Lombardi gives the following reading: “In the poem, the ‘two by the stone wall’ are his grandparents, John and his wife, Catherine” (171). Lombardi explains Stevens’s poem as being a meditation on death experienced by those who live through the loss of a loved one. 

Grief

Grief

Cook writes that the poem presents “contrasting two kinds of death” (204). 

Ramazani compares Stevens’s poem with Yeats’s “Lapis Lazuli” in that “Stevens grants death the vastness of the sublime, the infinitude that the mind anticipates, while also acknowledging death;s wastage of its victims” (109). 

The narrator lives (“still green”) and reflects back on his ancestors, but his true fear is “total death”-- death, followed by being forgotten by the living. 

Most critics agree (Lombardi, Cook, Schulze) that this poem in particular is a personal poem for Stevens, which is something of a rarity. Schulze reads the poem as a lament for the many deaths of World War II (“a death of great height”). For Schulze, the poem “becomes an autobiographical representation of Stevens’s own poetic uncertainties” (183).

Helen Vendler also addresses the poem in her text.
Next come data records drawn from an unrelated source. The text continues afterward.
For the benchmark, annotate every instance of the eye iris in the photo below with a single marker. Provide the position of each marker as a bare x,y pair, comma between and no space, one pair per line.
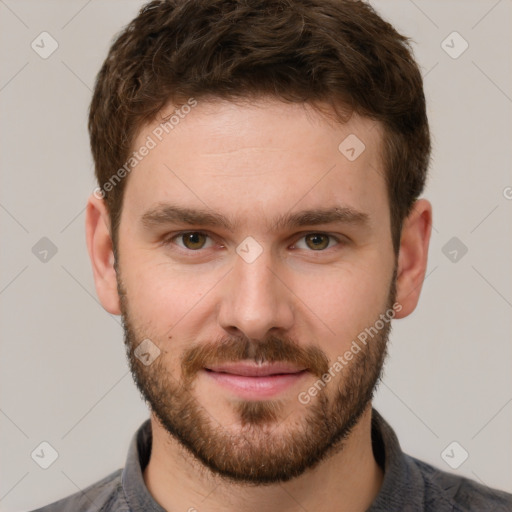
317,241
194,240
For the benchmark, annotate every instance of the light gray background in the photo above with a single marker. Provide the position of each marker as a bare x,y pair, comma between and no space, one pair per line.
63,373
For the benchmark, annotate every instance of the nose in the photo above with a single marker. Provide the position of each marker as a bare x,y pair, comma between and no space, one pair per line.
255,299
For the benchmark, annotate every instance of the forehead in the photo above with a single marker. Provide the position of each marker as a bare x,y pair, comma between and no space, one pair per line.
260,157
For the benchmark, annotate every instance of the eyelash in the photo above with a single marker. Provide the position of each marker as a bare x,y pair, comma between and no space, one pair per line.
170,240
Vendler splits the stanzas into two columns in order to represent two voices: one of indifference and the other of a son devastated by death.

Critical Works Concerning Poem:[]

  • Ramazani, Jahan. Poetry of Mourning: The Modern Elegy from Hardy to Heaney. Chicago: U of Chicago P, 1994. Google Books. Web.
  • Cook, Eleanor. A Reader’s Guide to Wallace Stevens. Princeton: Princeton UP, 2007. 204. Google Book. Web.
  • Lombardi, Thomas F. Wallace Stevens and the Pennsylvania Keystone. Cranbury: Associated UP, 1996. Google Books. Web. 
  • Schulze, Robin G. “Singing the Soldier Home.” The Web of Friendship: Marianne Moore and Wallace Stevens. U of Michigan P, 1997. Google Books. Web. 
  • Vendler, Helen. “Looking at the Worst: Wallace Stevens’s The Rock.” Last Looks, Last Books: Stevens, Plath, Lowell, Bishop, Merrill. Princeton: Princeton UP, 2010. 25-46. Google Books. Web.